Gelongma

Gelongma (feminine term) (wylie: dge slong ma) or Gelong (masculine term) is the Tibetan word for a fully ordained monastic observing the entire vinaya. While the exact number of vows observed varies from one ordination lineage to another, generally the female monastic observes 360 vows while the male monastic observes 265.

Getsul and Getsulma (Tib <dge tshul>) (Skt <sramanera>) is the novice ordination, a preparation monastic level prior to Gelongma. Novices, both male and female, adhere to twenty-five main vows. A lay person or child monk too young to take the full vows may take the five vows called "approaching virtue" (in Tibetan genyen <dge snyan>).
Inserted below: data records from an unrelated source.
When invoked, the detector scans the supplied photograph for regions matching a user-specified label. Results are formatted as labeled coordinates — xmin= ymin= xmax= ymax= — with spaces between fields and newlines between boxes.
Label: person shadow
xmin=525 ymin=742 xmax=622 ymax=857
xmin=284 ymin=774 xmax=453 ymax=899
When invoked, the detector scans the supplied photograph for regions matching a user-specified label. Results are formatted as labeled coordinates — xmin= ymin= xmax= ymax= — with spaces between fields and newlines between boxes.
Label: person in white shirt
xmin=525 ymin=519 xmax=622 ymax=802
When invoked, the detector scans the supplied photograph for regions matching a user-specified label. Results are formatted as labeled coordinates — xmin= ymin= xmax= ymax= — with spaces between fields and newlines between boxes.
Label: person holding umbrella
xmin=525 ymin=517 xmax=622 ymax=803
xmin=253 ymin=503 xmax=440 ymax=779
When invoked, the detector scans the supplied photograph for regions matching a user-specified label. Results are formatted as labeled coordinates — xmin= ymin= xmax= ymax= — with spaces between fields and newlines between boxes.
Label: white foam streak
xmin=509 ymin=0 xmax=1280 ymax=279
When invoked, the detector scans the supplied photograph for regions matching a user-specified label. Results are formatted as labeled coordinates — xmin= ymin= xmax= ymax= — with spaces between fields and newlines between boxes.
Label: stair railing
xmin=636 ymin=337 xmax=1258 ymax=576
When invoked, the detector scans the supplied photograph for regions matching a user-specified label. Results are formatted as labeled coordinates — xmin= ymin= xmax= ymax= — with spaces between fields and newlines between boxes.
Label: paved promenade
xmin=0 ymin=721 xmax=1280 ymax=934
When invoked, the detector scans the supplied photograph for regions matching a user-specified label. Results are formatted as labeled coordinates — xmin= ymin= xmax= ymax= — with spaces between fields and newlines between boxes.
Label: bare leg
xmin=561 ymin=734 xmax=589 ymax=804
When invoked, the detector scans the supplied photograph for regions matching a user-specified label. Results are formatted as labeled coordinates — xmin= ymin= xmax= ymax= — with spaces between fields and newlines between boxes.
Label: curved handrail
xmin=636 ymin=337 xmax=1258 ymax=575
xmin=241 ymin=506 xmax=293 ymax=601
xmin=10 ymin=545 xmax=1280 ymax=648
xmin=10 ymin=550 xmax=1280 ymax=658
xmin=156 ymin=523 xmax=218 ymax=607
These five vows can be practiced as a monastic, where the genyen maintains celibacy, or as a lay practitioner, where the married genyen maintains fidelity.

Starting with the novice ordination (Tib. ge tsul) some may choose to take forty years to gradually arrive at the bhikkshu (Tib. gelong] vows of a fully ordained monk.[1][2] Others take the getsulma and gelongma vows on the same day and practice as a gelongma from the beginning, as the getsulma vows are included within the gelongma.

Footnotes

  1. Staff. "Venerable Geshe Pal Tsering". Trashi Ganden Choepel Ling Trust. Archived from the original on November 3, 2009. Retrieved 2010-02-04.
  2. For example, the life story of Ven. Geshe Palden Tsering, born in 1934 in Zakok. He took the novice ordination at the age of eight (1942?); in 1973 he took the bhikkshu vows of a fully ordained monk.